Watched the first video. Interesting.

Reminds me of when I realized some twenty years ago that hierarchical filesystems are just a convention and I was daydreaming about a dynamic database-like filesystem where files are stored with meta data in tags that could be addressed according to whatever your chain of association may be. I even conceptual a bridge of how common OS like Windows or Linux could connect and interface such a file system using the familiar system of slashes transparently for the user with all the benefits and none of additional complicated learning. Of course this was way beyond any technical scope of mine and I didn't bring it to attention beyond nerdy beer conversation.
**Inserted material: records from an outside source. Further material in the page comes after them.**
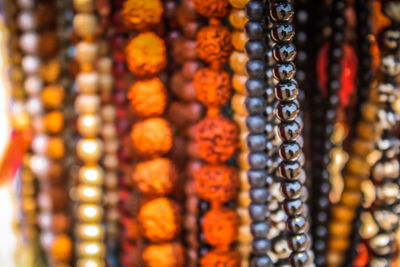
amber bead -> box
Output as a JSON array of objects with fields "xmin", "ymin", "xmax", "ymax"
[
  {"xmin": 194, "ymin": 116, "xmax": 238, "ymax": 164},
  {"xmin": 41, "ymin": 85, "xmax": 65, "ymax": 109},
  {"xmin": 200, "ymin": 250, "xmax": 240, "ymax": 267},
  {"xmin": 47, "ymin": 137, "xmax": 65, "ymax": 159},
  {"xmin": 202, "ymin": 207, "xmax": 239, "ymax": 248},
  {"xmin": 50, "ymin": 235, "xmax": 72, "ymax": 261},
  {"xmin": 132, "ymin": 158, "xmax": 176, "ymax": 196},
  {"xmin": 121, "ymin": 0, "xmax": 163, "ymax": 31},
  {"xmin": 131, "ymin": 118, "xmax": 173, "ymax": 158},
  {"xmin": 127, "ymin": 78, "xmax": 167, "ymax": 117},
  {"xmin": 44, "ymin": 111, "xmax": 64, "ymax": 134},
  {"xmin": 138, "ymin": 198, "xmax": 181, "ymax": 242},
  {"xmin": 194, "ymin": 164, "xmax": 239, "ymax": 203},
  {"xmin": 229, "ymin": 0, "xmax": 249, "ymax": 8},
  {"xmin": 193, "ymin": 0, "xmax": 230, "ymax": 18},
  {"xmin": 40, "ymin": 60, "xmax": 61, "ymax": 83},
  {"xmin": 196, "ymin": 25, "xmax": 232, "ymax": 68},
  {"xmin": 229, "ymin": 51, "xmax": 248, "ymax": 74},
  {"xmin": 231, "ymin": 30, "xmax": 247, "ymax": 52},
  {"xmin": 194, "ymin": 67, "xmax": 232, "ymax": 109},
  {"xmin": 142, "ymin": 243, "xmax": 184, "ymax": 267},
  {"xmin": 232, "ymin": 74, "xmax": 247, "ymax": 95},
  {"xmin": 125, "ymin": 32, "xmax": 166, "ymax": 77},
  {"xmin": 229, "ymin": 8, "xmax": 248, "ymax": 30},
  {"xmin": 39, "ymin": 31, "xmax": 60, "ymax": 58}
]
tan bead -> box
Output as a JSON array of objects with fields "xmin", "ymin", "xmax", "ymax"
[
  {"xmin": 229, "ymin": 8, "xmax": 248, "ymax": 30},
  {"xmin": 357, "ymin": 121, "xmax": 382, "ymax": 140},
  {"xmin": 362, "ymin": 102, "xmax": 379, "ymax": 122},
  {"xmin": 77, "ymin": 72, "xmax": 99, "ymax": 94},
  {"xmin": 238, "ymin": 225, "xmax": 252, "ymax": 244},
  {"xmin": 327, "ymin": 251, "xmax": 344, "ymax": 267},
  {"xmin": 77, "ymin": 259, "xmax": 105, "ymax": 267},
  {"xmin": 231, "ymin": 30, "xmax": 247, "ymax": 52},
  {"xmin": 76, "ymin": 224, "xmax": 104, "ymax": 241},
  {"xmin": 238, "ymin": 191, "xmax": 250, "ymax": 207},
  {"xmin": 76, "ymin": 242, "xmax": 105, "ymax": 257},
  {"xmin": 237, "ymin": 207, "xmax": 251, "ymax": 225},
  {"xmin": 76, "ymin": 42, "xmax": 99, "ymax": 66},
  {"xmin": 78, "ymin": 165, "xmax": 104, "ymax": 186},
  {"xmin": 330, "ymin": 221, "xmax": 352, "ymax": 237},
  {"xmin": 239, "ymin": 132, "xmax": 250, "ymax": 152},
  {"xmin": 392, "ymin": 96, "xmax": 400, "ymax": 114},
  {"xmin": 239, "ymin": 171, "xmax": 250, "ymax": 190},
  {"xmin": 328, "ymin": 237, "xmax": 349, "ymax": 251},
  {"xmin": 75, "ymin": 95, "xmax": 100, "ymax": 114},
  {"xmin": 331, "ymin": 205, "xmax": 354, "ymax": 222},
  {"xmin": 346, "ymin": 156, "xmax": 370, "ymax": 177},
  {"xmin": 77, "ymin": 204, "xmax": 103, "ymax": 222},
  {"xmin": 343, "ymin": 174, "xmax": 363, "ymax": 190},
  {"xmin": 73, "ymin": 0, "xmax": 95, "ymax": 13},
  {"xmin": 230, "ymin": 51, "xmax": 248, "ymax": 74},
  {"xmin": 77, "ymin": 114, "xmax": 101, "ymax": 137},
  {"xmin": 74, "ymin": 14, "xmax": 98, "ymax": 38},
  {"xmin": 351, "ymin": 138, "xmax": 374, "ymax": 157},
  {"xmin": 341, "ymin": 190, "xmax": 361, "ymax": 208},
  {"xmin": 360, "ymin": 211, "xmax": 378, "ymax": 239},
  {"xmin": 99, "ymin": 74, "xmax": 113, "ymax": 92},
  {"xmin": 237, "ymin": 152, "xmax": 250, "ymax": 170},
  {"xmin": 76, "ymin": 185, "xmax": 102, "ymax": 203},
  {"xmin": 231, "ymin": 94, "xmax": 248, "ymax": 116},
  {"xmin": 77, "ymin": 138, "xmax": 103, "ymax": 163}
]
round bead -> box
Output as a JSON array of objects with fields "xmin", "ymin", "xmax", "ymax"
[
  {"xmin": 282, "ymin": 181, "xmax": 303, "ymax": 199},
  {"xmin": 246, "ymin": 79, "xmax": 265, "ymax": 96},
  {"xmin": 275, "ymin": 80, "xmax": 298, "ymax": 100},
  {"xmin": 273, "ymin": 42, "xmax": 297, "ymax": 62},
  {"xmin": 289, "ymin": 234, "xmax": 309, "ymax": 251},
Maybe I was on to something.

[–] hallettj@leminal.space 15 points 1 day ago (4 children)

You can do tag-based file management on Linux. Linux filesystems support "extended attributes" or "xattr". There is some software out there that uses xattr for tagging. I don't know what the best options are right now for tag-based file management, but I think it exists.

Looking at what's out there I see there are also apps that each use their own out-of-band tagging schemes. There's a CLI, tmsu, and a GUI, TagSpaces. I don't think these interoperate with each other's tags.

Of course those supplement instead of replacing hierarchical organization.

The talk of hypertext and "escaping paper" makes me think of Obsidian which embraces hyperlinking, tags, and mind mapping via its canvas feature.

[–] ocean@lemmy.selfhostcat.com 3 points 1 day ago

Interesting! I will have to check those out. It also made me think of Obsidian and Trilium mindmapping. Very useful. Wonder if this could apply to file structures?